There was some debate after the UK voted to leave the EU as to whether Dublin, Paris or other European cities would end up benefiting more from the move than Frankfurt. Indeed, JPMorgan and Bank of America, which have existing offices in Dublin, are understood to be favoring the Irish capital, as are large buy-side firms, owing to the city’s pre-eminence in fund administration and asset servicing.

However, more firms appear to be picking sites on the banks of the river Main, rather than the Liffey. Media reports and comments by senior executives have all suggested that banks such as Citi, Goldman Sachs, UBS, Morgan Stanley and Daiwa Securities Group will either open Frankfurt-based subsidiaries or expand their existing headcounts there in the months to come.

Similar figures for the vendor community—which is largely privately held, with some major exceptions—are difficult to come by. However one London-based headhunter told WatersTechnology that she is already seeing increased inbound queries from clients in this space regarding the German employment environment.

“Ultimately, these companies go where the customer is,” she says. “That will depend on the sector—software companies that have a heavy sell-side client base are already looking at Frankfurt, while those with wealth clients, or other buy sides, tend to be looking at Dublin, Luxembourg and other places. Most of the questions we’ve had are exploratory in nature, but there’s no doubt we’ve had exponentially more since the [Brexit] vote last year, and it’s rising as winners emerge and banks announce expansions.”

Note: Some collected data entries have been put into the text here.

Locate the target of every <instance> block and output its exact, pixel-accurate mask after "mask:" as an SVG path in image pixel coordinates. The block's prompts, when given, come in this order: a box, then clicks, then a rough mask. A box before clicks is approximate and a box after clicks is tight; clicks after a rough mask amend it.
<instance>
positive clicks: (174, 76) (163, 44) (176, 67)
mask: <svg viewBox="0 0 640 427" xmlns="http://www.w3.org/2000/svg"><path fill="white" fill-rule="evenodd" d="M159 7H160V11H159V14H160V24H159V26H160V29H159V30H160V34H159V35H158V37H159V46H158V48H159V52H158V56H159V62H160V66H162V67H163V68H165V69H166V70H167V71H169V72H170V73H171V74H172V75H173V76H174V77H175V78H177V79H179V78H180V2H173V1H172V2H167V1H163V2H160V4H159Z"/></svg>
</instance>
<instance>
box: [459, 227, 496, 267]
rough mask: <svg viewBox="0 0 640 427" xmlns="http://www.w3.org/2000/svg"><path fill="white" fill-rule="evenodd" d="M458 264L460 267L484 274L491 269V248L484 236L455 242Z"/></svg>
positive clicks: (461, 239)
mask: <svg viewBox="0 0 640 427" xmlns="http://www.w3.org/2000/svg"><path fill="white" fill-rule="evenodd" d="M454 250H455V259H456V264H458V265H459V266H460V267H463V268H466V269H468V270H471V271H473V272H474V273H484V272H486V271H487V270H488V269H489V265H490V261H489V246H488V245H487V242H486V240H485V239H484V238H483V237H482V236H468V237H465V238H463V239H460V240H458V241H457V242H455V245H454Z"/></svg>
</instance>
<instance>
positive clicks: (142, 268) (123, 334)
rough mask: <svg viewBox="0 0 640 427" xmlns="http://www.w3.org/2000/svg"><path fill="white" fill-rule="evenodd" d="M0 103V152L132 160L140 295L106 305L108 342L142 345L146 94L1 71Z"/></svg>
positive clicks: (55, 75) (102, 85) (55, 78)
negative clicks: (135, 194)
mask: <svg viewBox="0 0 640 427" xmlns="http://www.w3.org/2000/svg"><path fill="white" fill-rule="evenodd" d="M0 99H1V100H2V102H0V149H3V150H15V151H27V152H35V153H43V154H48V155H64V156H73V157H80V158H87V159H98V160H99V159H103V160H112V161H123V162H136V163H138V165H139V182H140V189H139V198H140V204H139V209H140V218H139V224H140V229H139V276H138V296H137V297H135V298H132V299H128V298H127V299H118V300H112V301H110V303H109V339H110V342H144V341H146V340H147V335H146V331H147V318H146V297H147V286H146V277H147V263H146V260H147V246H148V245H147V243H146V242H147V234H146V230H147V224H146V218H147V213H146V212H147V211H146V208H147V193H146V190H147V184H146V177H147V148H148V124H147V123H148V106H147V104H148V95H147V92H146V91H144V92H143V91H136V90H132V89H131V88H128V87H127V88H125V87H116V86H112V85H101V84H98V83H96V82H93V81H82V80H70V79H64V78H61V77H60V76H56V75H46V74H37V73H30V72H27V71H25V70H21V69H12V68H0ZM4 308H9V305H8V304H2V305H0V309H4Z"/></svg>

This isn’t just from companies, she adds, but also from “senior executives” at some of these firms, who want to know about education systems, property markets and immigration laws governing whether or not spouses and children are able to work. This, she suggests, indicates there is a cohort of technology specialists who may have been told to begin preparations to relocate and lead offices or manage teams in Germany or elsewhere.

What appears to be emerging, regardless of whether banks, buy-side firms, and vendors choose Dublin or Frankfurt, however, is that London is set to lose out in the long term. The Oliver Wyman report estimated that while most banks are only moving small numbers at present, London could lose up to 40,000 jobs in wholesale banking over the long term to European rivals—roughly half its current headcount for investment banking, sales and trading and related areas.